Pendant la grossesse, le choix de l’examen dépend du problème clinique et du stade de la grossesse. L’échographie est souvent utilisée d’abord. L’IRM peut également être appropriée dans certains cas. Le scanner peut néanmoins rester nécessaire en situation d’urgence, par exemple en cas de traumatisme majeur ou de suspicion d’embolie pulmonaire, si le bénéfice diagnostique attendu est important pour la santé de la mère et de son enfant.
Imagerie répétée et découvertes fortuites
Un autre enjeu concerne non seulement le risque physique, mais aussi celui des examens excessifs. Les examens répétés peuvent mener à des découvertes fortuites, c’est-à-dire à des anomalies sans lien avec les symptômes et qui ne causeraient peut-être jamais de problème. Ces constatations peuvent parfois entraîner des examens supplémentaires, de l’anxiété et des gestes qui n’auraient peut-être pas été nécessaires.
Comment les médecins réduisent les risques en imagerie médicale
La réduction des risques commence avant même la programmation de l’examen. Le médecin considère généralement la question clinique, le degré d’urgence, l’âge du patient, une possible grossesse, la fonction rénale, les examens d’imagerie antérieurs et la possibilité qu’un autre examen apporte la réponse avec moins de risques.

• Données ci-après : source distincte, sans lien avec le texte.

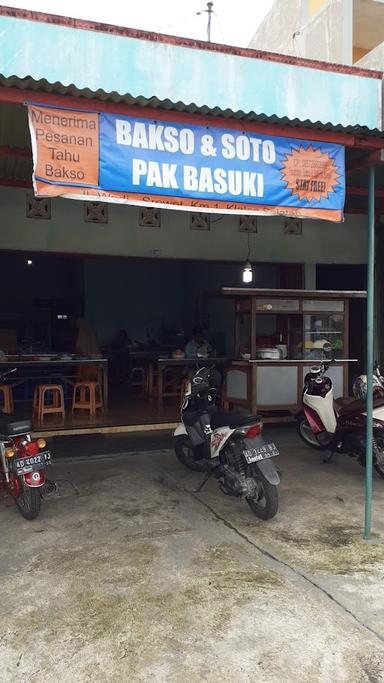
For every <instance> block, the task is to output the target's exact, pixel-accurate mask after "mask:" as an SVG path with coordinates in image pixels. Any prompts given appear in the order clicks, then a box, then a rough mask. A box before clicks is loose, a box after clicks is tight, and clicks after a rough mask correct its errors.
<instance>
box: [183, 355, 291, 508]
mask: <svg viewBox="0 0 384 683" xmlns="http://www.w3.org/2000/svg"><path fill="white" fill-rule="evenodd" d="M211 371H212V368H201V369H200V370H198V371H197V372H196V374H195V376H194V377H193V379H192V380H191V382H187V388H186V391H185V395H184V400H183V403H182V407H181V420H182V421H181V424H180V425H179V426H178V427H177V429H176V431H175V433H174V436H175V452H176V456H177V457H178V459H179V460H180V462H181V463H182V464H183V465H185V466H186V467H188V468H189V469H191V470H197V471H200V472H206V477H205V479H204V481H203V483H202V485H201V486H200V487H199V489H198V490H201V489H202V487H203V486H204V484H205V483H206V481H207V480H208V478H209V477H210V476H211V475H213V476H215V477H216V478H217V479H218V480H219V483H220V488H221V490H222V491H223V493H225V494H227V495H231V496H237V497H241V496H243V497H244V498H245V500H246V501H247V503H248V505H249V506H250V508H251V510H252V511H253V512H254V514H255V515H256V516H257V517H259V518H260V519H265V520H266V519H271V518H272V517H274V516H275V515H276V513H277V510H278V493H277V486H278V484H279V483H280V478H279V474H278V472H277V470H276V469H275V467H274V465H273V462H272V461H271V458H273V457H274V456H276V455H278V454H279V451H278V449H277V448H276V446H275V444H274V443H265V442H264V440H263V437H262V429H263V424H262V421H261V418H260V416H259V415H246V416H244V415H237V414H235V413H220V412H219V411H218V410H217V408H216V406H215V398H216V390H215V389H212V388H211V386H210V383H209V376H210V373H211Z"/></svg>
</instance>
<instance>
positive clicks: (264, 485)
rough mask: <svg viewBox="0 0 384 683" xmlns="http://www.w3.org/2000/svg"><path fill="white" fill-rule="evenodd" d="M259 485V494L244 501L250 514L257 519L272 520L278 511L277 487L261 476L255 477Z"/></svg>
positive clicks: (277, 493)
mask: <svg viewBox="0 0 384 683" xmlns="http://www.w3.org/2000/svg"><path fill="white" fill-rule="evenodd" d="M256 479H257V483H258V485H259V492H258V494H257V496H254V497H253V498H250V497H249V496H248V497H247V498H246V499H245V500H246V501H247V503H248V505H249V507H250V508H251V510H252V512H253V513H254V514H255V515H256V517H258V518H259V519H263V520H267V519H272V517H274V516H275V515H276V513H277V511H278V509H279V495H278V492H277V486H275V484H270V483H269V481H267V479H266V478H265V477H263V476H260V477H259V476H258V477H256Z"/></svg>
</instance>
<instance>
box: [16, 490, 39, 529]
mask: <svg viewBox="0 0 384 683" xmlns="http://www.w3.org/2000/svg"><path fill="white" fill-rule="evenodd" d="M15 503H16V506H17V507H18V509H19V512H20V513H21V514H22V515H23V517H24V518H25V519H28V520H32V519H36V517H37V516H38V514H39V512H40V508H41V496H40V489H38V488H31V487H30V486H27V485H26V484H25V483H24V482H22V483H21V491H20V495H19V496H18V497H17V498H16V499H15Z"/></svg>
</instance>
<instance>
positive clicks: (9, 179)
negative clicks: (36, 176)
mask: <svg viewBox="0 0 384 683" xmlns="http://www.w3.org/2000/svg"><path fill="white" fill-rule="evenodd" d="M0 187H22V188H24V189H26V190H31V189H32V180H17V179H16V178H0Z"/></svg>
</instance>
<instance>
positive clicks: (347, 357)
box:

Comment les rayonnements et autres risques sont réduits
- choisir une échographie ou une IRM à la place d’un scanner lorsque c’est approprié
- utiliser la dose de rayonnement la plus faible possible tout en gardant des images interprétables
- limiter l’exploration à la région du corps à évaluer
- éviter les examens redondants lorsque des images récentes sont déjà disponibles
- vérifier la fonction rénale avant certains examens avec produit de contraste lorsque pertinent
- rechercher soigneusement les implants, les expositions à des métaux et les réactions antérieures aux produits de contraste
Ce que les patients peuvent faire
Les patients peuvent aussi contribuer à rendre l’imagerie plus sûre en fournissant des informations médicales exactes. Il est utile de signaler :
- une possible grossesse
- des examens antérieurs, particulièrement les scanners récents
- un pacemaker, des implants, des clips, une blessure par métal ou une exposition à des éclats métalliques
- une maladie rénale
- des réactions antérieures à un produit de contraste
- une claustrophobie ou des difficultés à rester allongé à plat
Si un examen est recommandé, il est raisonnable de demander à quelle question il doit répondre et s’il existe une alternative sans rayonnement. Dans de nombreux cas, on vous confirmera que l’examen proposé est l’option la meilleure et la plus sûre pour votre situation.
Le message essentiel
La plupart des examens d’imagerie sont sûrs lorsqu’ils sont utilisés à bon escient. Le scanner comporte un faible risque lié aux rayonnements, l’IRM nécessite un dépistage attentif des implants métalliques et des dispositifs, et l’échographie est généralement très sûre mais avec des limites techniques. Le meilleur choix dépend du problème médical, du degré d’urgence et de la situation particulière de chaque patient, plutôt que de supposer qu’un examen serait toujours le plus sûr dans tous les cas.